In response to this, from a management perspective, a business would 
adopt an inferior product if it required less staff training and 
offered the features desired or close to it (more or less).

In my line of work, people still deal in pen and paper. They are 
mostly the sorts of people who can't/won't program their VCR too.

For me to train staff myself is too costly, and I can't afford to pay 
someone else to do it. They need to be capable of working it out for 
themselves with only a little bit of initial assistance, such that 
they are able to perform the bulk of their work. The merit value of a 
software application is the time cost in its use. Sure, MS Office 2000 
almost needs a supercomputer and a personal loan to buy and run it, 
but it lets almost any dribbling idiot perform "real" work quickly.

With that in mind, there needs to be a structured logic present within 
the user interface that allows people to guess where the feature 
lives. That's why intuition is important in "productivity" (read 
office administration) applications. I don't want to see a linux app 
with dogs or paperclips. People can learn a logical system fairly 
rapidly, but it needs to be quick to operate if they will stick to 
using it.

Where I will be working, I want to introduce some office automation 
and new initiatives aimed primarily at making my job easier - 
especially in relation to appointing and in tracking outstanding or 
overdue actions.

I want to take my appointment book on the road too. Check what I'll be 
doing  tomorrow, next week, next year from the comfort and privacy of 
home. Change or add things at home, then sync it with the server. MS 
products offer much of that functionality, but I don't want to use it 
from personal preference. Lotus has a similar windows based product.

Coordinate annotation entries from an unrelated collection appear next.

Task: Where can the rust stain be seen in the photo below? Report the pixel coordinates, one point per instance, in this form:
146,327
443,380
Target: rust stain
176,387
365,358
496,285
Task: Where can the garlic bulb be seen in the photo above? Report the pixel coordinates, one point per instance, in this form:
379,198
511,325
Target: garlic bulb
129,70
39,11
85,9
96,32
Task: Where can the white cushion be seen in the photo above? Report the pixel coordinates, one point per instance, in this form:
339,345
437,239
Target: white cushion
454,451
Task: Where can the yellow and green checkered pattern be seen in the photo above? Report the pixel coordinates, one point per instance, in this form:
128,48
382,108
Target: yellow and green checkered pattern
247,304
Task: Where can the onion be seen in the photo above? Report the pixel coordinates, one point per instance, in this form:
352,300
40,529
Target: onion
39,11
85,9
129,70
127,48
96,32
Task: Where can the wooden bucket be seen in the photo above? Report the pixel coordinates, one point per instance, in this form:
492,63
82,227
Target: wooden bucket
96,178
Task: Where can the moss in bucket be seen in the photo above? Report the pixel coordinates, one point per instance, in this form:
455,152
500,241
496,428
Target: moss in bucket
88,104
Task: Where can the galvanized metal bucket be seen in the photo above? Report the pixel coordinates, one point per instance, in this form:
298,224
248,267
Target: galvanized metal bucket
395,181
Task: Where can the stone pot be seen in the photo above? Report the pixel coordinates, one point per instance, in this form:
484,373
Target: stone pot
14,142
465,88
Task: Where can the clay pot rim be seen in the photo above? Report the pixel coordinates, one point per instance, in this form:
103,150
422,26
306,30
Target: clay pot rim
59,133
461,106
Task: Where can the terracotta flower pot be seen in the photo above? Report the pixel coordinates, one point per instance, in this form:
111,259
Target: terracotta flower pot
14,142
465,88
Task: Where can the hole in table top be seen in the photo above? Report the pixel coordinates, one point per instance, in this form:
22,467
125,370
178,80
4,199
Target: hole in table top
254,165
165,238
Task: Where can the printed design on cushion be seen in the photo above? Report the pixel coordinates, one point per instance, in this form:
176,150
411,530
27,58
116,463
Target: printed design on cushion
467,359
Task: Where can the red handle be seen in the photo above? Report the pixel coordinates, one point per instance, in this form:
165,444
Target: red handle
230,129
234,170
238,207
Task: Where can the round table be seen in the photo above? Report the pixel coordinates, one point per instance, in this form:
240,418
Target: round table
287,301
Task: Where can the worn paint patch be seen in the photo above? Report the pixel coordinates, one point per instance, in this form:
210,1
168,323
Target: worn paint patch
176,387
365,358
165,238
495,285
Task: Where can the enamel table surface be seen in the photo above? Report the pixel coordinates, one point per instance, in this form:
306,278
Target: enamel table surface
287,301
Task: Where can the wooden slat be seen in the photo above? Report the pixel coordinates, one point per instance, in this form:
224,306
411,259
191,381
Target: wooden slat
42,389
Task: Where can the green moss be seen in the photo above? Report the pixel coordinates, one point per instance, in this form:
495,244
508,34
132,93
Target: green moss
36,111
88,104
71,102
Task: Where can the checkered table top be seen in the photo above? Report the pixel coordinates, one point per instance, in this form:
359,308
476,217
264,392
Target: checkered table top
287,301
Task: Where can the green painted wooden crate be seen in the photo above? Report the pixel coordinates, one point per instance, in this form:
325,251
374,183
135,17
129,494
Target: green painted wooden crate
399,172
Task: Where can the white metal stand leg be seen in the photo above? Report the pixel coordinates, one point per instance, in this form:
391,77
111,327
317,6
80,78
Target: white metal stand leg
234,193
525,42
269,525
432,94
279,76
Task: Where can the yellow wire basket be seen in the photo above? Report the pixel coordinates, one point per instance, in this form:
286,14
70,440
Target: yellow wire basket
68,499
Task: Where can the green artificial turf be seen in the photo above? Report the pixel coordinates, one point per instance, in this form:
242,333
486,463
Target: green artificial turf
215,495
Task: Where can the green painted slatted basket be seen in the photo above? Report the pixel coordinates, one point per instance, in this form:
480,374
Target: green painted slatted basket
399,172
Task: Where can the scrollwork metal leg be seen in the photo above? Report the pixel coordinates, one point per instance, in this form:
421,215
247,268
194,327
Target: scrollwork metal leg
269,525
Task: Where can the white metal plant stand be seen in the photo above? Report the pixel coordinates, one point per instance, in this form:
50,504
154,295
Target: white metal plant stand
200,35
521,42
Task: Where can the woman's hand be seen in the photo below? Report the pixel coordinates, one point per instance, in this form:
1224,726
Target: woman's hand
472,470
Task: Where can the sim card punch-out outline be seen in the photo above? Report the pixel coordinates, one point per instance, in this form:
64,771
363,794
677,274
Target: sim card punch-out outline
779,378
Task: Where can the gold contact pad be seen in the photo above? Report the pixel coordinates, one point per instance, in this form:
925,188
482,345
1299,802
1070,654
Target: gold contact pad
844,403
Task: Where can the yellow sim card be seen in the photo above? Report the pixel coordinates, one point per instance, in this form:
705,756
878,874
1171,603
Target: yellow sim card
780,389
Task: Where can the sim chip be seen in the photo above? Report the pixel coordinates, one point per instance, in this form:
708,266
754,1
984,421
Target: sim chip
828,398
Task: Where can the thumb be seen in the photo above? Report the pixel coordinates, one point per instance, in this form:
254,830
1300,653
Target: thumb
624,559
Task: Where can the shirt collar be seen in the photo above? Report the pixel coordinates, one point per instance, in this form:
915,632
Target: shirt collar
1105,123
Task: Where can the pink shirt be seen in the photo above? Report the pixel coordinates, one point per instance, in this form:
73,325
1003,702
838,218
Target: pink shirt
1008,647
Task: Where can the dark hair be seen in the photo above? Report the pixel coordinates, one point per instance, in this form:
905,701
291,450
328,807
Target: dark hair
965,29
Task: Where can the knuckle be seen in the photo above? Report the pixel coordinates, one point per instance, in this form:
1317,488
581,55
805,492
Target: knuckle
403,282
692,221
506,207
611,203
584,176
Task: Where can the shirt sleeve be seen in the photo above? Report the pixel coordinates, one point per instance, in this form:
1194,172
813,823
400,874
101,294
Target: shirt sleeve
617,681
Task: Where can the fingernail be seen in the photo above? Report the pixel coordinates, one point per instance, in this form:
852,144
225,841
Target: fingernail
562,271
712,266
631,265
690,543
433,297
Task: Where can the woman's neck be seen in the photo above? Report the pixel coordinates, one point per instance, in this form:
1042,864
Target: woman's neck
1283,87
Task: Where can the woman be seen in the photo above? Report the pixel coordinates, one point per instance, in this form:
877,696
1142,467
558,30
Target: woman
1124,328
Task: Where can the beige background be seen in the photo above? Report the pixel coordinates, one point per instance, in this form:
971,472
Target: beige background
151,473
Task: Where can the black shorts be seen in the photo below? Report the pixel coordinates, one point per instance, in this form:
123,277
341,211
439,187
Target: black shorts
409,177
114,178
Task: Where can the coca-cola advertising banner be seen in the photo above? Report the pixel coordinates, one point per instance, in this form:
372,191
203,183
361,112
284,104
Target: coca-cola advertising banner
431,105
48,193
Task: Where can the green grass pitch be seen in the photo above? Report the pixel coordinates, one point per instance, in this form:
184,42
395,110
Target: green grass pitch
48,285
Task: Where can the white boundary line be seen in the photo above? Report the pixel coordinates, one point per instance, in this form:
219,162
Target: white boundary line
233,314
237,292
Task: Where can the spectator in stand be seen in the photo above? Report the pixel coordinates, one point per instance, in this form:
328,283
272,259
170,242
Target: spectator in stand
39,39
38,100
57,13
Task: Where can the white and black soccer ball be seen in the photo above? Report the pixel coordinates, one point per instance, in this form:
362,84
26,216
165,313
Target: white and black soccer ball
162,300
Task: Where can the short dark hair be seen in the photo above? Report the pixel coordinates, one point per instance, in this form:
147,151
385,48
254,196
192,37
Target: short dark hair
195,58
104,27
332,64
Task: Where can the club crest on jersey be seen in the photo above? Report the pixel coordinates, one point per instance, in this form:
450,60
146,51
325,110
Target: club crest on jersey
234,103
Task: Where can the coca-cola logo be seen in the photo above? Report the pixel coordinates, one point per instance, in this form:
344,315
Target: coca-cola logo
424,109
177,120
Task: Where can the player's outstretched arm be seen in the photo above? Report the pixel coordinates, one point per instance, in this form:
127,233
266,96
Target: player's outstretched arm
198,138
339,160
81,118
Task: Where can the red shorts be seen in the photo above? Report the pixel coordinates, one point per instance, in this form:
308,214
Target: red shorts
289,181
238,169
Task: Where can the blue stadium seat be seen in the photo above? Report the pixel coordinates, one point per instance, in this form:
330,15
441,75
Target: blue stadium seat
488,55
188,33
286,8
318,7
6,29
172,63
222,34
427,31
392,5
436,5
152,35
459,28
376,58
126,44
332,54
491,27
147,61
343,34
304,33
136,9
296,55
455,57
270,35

Again, we're talking about a small business. We don't need 
functionality to support hundreds, and can't afford to pay that 
either.

StarOffice 5.1 looks nice, is easy to use and has multiplatform 
support. Ok, so it's not "free" free software, but I don't mind that 
much on that issue. It is relatively cheap too for the bundle with the 
schedule server. I just want to hear if it does the job or is there 
something better out there.

I have just started to fiddle a little with postgres, and this may 
turn out to be a decent solution for the guts of a calendar server 
backend... although this is probably serious overkill, and involves a 
lot of work to integrate this, and me learning sql and a programming 
language also. Time is the main issue for me.

Let's bring these things into the public, argue, debate and maybe 
we'll get some interest going and might even create a new solution, or 
discover a perfect one is already out there.